狂える刃

夜の風

夜の風

思考が凍る。

 もし、彼女が誰かを襲っていたなら、自分はどうすればいいのだ?

 彼女を止めるというのはわかっている。

 でもどうやって?

 ……死ぬまで、彼女は止まれない…… 

 ……ケツイガ、ユレル……

(……考えるのは、よそう)

 今は何が起こっているのか確認だ。

(……よしっ!)

 ナイフ片手に音源に向かう。
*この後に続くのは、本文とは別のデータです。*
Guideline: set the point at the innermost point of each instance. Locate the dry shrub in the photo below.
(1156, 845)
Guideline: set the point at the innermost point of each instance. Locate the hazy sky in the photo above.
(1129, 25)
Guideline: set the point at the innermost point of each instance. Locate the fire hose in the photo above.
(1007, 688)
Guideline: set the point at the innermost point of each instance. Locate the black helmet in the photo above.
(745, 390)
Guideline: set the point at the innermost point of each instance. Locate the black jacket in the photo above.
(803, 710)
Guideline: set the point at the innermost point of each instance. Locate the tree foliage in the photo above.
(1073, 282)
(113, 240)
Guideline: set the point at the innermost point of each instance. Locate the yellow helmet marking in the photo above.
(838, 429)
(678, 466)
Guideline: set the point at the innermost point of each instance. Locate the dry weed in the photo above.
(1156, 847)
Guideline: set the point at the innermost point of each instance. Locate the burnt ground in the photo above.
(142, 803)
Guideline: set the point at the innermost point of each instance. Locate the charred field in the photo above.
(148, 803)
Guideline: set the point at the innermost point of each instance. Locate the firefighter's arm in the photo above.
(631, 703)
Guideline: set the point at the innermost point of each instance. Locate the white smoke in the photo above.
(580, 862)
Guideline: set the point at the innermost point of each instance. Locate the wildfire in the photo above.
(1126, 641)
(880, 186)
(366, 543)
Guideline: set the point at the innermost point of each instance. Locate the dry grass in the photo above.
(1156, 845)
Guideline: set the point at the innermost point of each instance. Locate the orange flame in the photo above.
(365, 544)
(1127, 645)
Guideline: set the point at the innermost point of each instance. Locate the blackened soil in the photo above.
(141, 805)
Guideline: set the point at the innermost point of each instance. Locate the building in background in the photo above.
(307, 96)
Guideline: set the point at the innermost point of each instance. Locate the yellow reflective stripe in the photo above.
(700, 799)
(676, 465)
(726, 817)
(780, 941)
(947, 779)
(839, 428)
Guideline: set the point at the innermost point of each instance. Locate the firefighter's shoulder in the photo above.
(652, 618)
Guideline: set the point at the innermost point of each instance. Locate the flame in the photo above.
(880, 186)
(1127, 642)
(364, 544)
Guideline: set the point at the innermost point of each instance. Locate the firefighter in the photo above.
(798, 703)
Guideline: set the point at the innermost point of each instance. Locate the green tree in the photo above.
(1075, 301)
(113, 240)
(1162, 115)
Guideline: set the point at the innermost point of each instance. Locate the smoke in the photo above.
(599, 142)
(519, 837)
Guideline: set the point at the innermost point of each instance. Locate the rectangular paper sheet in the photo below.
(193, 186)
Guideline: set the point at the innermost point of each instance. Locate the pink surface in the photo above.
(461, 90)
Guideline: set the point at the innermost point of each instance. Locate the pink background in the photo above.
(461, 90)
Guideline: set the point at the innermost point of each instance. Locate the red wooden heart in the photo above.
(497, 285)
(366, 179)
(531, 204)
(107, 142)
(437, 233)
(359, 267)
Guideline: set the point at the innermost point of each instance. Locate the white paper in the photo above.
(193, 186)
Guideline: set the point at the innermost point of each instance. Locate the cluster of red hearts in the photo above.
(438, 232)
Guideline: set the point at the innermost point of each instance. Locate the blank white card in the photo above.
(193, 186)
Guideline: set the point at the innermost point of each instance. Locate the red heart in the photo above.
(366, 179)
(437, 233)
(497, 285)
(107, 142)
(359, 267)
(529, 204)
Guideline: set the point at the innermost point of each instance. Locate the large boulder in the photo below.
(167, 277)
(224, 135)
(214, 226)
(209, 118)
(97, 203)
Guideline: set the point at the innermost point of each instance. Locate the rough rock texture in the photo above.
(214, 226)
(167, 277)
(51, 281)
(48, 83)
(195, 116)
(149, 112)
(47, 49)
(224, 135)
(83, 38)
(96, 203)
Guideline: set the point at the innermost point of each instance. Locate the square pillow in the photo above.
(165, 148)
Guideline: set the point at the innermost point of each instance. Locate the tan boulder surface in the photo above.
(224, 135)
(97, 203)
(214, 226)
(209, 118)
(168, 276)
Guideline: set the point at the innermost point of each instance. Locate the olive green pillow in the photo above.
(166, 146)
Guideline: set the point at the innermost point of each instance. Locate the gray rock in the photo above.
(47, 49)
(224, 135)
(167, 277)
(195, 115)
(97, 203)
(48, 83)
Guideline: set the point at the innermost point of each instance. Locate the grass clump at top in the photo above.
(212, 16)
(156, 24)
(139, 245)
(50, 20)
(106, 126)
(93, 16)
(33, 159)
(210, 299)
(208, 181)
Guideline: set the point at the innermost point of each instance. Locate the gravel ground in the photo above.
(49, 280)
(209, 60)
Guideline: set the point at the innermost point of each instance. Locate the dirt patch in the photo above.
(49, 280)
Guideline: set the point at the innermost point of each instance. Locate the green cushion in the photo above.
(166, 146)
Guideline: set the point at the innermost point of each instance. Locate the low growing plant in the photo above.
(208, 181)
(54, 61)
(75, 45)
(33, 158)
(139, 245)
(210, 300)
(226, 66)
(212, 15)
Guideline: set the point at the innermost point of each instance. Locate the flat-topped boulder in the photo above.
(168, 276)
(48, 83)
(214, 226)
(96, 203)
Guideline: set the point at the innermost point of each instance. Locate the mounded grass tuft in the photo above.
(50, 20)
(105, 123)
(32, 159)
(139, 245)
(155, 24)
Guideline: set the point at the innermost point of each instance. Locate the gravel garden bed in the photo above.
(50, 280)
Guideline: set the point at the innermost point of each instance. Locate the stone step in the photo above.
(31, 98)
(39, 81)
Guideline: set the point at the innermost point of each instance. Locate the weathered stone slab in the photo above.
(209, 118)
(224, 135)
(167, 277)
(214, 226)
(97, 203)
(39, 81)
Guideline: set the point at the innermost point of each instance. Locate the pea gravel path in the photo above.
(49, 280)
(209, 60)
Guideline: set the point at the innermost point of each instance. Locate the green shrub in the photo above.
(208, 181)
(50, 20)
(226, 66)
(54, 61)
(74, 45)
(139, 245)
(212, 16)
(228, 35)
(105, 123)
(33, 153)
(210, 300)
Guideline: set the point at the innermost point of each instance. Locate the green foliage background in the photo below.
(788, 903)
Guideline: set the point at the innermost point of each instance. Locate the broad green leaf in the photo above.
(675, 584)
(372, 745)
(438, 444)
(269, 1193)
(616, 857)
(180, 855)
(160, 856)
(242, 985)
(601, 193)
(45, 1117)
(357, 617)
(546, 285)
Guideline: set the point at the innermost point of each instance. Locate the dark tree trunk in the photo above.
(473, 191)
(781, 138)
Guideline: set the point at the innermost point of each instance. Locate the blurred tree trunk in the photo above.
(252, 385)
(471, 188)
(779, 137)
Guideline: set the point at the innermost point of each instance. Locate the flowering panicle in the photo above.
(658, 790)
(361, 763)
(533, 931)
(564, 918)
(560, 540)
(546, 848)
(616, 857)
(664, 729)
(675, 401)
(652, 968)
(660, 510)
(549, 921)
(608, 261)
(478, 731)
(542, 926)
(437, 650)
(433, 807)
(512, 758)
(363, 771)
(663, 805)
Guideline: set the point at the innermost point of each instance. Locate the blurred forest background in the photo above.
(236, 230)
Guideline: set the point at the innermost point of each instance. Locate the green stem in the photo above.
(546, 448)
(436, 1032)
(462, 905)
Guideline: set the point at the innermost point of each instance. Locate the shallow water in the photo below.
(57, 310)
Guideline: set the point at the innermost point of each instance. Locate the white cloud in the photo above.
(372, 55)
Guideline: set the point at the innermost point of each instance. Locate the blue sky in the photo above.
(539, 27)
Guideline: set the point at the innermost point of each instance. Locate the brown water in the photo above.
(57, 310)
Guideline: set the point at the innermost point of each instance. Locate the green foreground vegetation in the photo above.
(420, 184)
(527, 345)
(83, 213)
すぐにでも眼鏡を取れる準備はしてある。

そこでは二人の人物が戦っていた。

 一人は、あの白マントだ。風のような動きで相手の斬撃をかわし続けている。

 もう一人は小川……ではなかった。

 濃紺のコートとスカートに白のブラウス、編上げた黒のブーツ。右手には不気味な輝きを放つ黒剣を持っている。小川と対峙した時に緋影を救ってくれた人物。

 一瞬のうちに白マントと黒剣を持つ者は交差する。

 激しい剣撃を繰り出す相手に対し、白マントはただかわし続けるだけだ。

 そして数撃繰り出した濃紺のコートを纏った人物は距離を取った。

 白マントも同様に軽やかな足取りで後退する。

 「……一体どういうつもりなんですか、ウインド・オブ・ナイト夜の風」

 どうやら黒剣を持つ者の声のようだ。どこかで聞いたことのあるような声。